Ni todo el verde es igual, ni el mar bate de la misma forma, ni suenan similares los pasos por el bosque; ni siquiera el clima dibuja el mismo paisaje en Asturias.
El Occidente es color plata, que tal parecen algunos tejados de pizarra cuando llueve; tierras llenas de historia donde los romanos dejaron su huella buscando oro y ocupando los castros de los primeros pobladores. El Occidente es fuego y hierro, el golpeteo del mazo en la forja, los cortines en la montaña protegiendo la miel del oso, el vino de las vides astures, cascadas que resuenan en los bosques o esas truchas y salmones que se dejan ver por el Eo.
Fácil es enamorarse de los mares de niebla, de las imponentes brañas vaqueiras, de los reflejos del paisaje en el embalse de La Florida o Pilotuerto o de los pastos altos en los puertos donde los teitos son enseña de una cultura y una forma de vida que se niegan a desaparecer.
Eso, sin olvidar los hórreos con tejado vegetal, o cómo conviven en algunas zonas ya cercanas a Galicia con los cabazos, ambas edificaciones tradicionales donde se guardan el grano y los alimentos en los pueblos, además de en las paneras.
Montaña, sí.
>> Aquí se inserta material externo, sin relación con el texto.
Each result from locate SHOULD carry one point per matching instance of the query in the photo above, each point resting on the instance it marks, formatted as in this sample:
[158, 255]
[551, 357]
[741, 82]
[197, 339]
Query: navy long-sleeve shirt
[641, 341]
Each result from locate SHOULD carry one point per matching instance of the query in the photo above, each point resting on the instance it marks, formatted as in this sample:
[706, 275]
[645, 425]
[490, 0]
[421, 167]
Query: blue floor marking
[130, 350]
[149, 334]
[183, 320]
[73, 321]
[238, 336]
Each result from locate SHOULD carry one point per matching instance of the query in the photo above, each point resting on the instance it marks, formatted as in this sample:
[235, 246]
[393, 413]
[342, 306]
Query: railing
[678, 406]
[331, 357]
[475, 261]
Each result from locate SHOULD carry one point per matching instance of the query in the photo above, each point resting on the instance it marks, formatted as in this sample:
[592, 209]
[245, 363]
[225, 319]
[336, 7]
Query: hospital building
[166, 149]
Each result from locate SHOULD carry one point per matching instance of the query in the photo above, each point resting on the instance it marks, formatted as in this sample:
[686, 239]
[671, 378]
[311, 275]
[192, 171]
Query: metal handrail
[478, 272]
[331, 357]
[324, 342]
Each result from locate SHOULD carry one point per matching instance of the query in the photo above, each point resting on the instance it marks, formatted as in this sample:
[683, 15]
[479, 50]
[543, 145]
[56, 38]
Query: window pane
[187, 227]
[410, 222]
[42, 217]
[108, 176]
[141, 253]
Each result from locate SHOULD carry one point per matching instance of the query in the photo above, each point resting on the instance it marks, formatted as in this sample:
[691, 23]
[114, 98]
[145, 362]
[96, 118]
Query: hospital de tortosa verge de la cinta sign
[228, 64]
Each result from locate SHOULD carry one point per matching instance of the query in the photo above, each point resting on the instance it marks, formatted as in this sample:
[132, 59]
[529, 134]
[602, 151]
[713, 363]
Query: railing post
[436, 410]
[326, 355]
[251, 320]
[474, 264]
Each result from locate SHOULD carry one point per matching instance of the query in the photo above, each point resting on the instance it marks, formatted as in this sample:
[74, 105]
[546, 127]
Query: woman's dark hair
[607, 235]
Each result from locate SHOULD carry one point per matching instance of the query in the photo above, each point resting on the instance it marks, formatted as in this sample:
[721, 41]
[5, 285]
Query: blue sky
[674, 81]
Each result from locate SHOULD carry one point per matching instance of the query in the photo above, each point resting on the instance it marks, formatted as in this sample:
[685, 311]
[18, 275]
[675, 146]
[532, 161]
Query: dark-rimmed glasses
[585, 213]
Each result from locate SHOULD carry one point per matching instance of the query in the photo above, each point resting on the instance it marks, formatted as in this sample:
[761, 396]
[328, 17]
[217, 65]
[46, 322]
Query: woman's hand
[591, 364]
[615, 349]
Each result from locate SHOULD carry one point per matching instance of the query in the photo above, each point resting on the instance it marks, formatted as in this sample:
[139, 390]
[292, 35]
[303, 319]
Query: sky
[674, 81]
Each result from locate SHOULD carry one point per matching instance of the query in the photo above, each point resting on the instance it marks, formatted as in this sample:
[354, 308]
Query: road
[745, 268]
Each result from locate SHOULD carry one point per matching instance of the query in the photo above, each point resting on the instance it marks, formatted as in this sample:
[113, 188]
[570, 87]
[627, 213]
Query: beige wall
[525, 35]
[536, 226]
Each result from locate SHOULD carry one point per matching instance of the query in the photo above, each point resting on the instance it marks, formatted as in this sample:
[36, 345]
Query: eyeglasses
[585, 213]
Lagos, también. Y rutas para todos los gustos. Y también mar. Mucho mar y mucha playa seductora.
Y entre idas y venidas, pueblinos auténticos con vecinos que también lo son. Amantes de las tradiciones y de los oficios olvidados sobre los que gustan hablar con quienes muestran interés en ellos. Gentes éstas, como en toda Asturias, que conquistan con su sencillez y su simpatía a ese viajero que quiere conocer la tierra que pisa para entenderla y disfrutarla mejor.